Friday, November 18, 2011

Why does the Rolex Series split the classes up?

I've noticed that the Rolex Sports Car Series seems to have two separate races instead of running both classes at once. Anyone know why they do it? I know ALMS runs all four series at once, and the field is pretty big. Rolex fields aren't THAT big are they?|||They should definitely be run together.


No, Rolex fields aren't THAT big.|||I agree they should run all the classes together. Mid-Ohio is a tight course, might be too many cars. They ran them both at VIR, which is HUGE.|||Rolex Sports Car Series fields are actually much larger than ALMS fields when you combine the Rolex Series's two classes together, despite the ALMS having more classes. This is because the Rolex series has a lot of cost-cutting rules.
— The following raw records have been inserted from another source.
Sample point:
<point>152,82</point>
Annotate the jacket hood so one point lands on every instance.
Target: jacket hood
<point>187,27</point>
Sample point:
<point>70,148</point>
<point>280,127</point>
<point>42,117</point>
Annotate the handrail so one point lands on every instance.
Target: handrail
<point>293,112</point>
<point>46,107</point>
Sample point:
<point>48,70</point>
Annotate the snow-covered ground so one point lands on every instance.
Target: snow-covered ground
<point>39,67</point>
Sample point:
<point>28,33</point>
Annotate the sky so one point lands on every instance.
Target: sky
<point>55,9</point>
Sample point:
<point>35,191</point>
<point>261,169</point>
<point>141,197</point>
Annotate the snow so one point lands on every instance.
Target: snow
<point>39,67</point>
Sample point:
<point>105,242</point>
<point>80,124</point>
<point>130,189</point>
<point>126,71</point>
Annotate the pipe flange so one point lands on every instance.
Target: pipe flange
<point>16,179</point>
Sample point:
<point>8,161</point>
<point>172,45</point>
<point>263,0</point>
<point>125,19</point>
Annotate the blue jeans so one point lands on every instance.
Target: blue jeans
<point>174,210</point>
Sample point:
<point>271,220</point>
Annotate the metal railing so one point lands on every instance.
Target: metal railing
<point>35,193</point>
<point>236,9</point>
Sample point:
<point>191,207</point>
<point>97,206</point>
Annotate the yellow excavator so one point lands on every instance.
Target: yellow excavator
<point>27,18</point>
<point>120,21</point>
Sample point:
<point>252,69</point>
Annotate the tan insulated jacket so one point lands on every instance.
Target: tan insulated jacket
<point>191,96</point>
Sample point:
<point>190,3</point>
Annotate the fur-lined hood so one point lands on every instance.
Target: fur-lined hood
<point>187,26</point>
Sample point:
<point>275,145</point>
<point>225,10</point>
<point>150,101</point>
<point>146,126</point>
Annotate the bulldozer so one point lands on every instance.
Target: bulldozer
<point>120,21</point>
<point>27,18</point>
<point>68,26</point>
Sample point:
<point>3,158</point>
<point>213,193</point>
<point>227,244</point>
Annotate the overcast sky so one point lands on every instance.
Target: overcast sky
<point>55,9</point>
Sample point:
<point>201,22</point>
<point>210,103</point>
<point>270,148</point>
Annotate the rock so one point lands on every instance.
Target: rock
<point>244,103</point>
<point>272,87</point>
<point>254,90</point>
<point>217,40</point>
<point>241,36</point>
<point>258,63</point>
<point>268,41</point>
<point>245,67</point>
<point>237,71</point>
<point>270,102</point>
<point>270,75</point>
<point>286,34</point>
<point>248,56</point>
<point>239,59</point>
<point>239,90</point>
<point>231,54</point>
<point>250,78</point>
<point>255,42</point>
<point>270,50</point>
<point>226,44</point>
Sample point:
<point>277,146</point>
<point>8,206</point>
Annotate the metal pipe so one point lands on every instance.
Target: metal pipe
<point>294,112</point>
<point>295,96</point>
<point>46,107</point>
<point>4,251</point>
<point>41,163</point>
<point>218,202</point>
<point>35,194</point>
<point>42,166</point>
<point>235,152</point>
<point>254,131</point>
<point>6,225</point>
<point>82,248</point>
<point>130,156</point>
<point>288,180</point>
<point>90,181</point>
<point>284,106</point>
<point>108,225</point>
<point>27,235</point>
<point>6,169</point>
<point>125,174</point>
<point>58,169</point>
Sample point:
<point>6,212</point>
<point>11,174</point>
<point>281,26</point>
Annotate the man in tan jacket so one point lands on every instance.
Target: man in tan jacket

Anyways, I believe that the Rolex Series runs separate races at certain tracks because those races are support races to NASCAR, Champ Car, or IRL races. I am not sure why this pratice is done, one explanation is that is done to keep the races shorter than the major event at the track, while keeping the fans entertained for several hours. This was a common pratice during the IMSA GTP era of American sports car racing.|||Grand Am likes to separate the classes to keep the races simple. I'd say there's a 20+ car field in each class, and the GT class is a lot slower than the Daytona Prototype. For as cheap as a Daytona Prototype is, it's only as fast (if not slower) than an LMGT1 car.|||The Grand Am Rolex series has enough cars in each class to run them separately. As mentioned before, IMSA used to do this except at the endurance race and some others. The ALMS runs all the categories at the same time because some of the classes don't run more than 3 or 4 cars- such as P1 where sometimes only the Audis show up (like at Long Beach) or GT1 where sometimes the Corvette team runs un-opposed. Back in the GTP days IMSA would run GTP races with 17-18 cars participating. Smaller split fields are nothing new.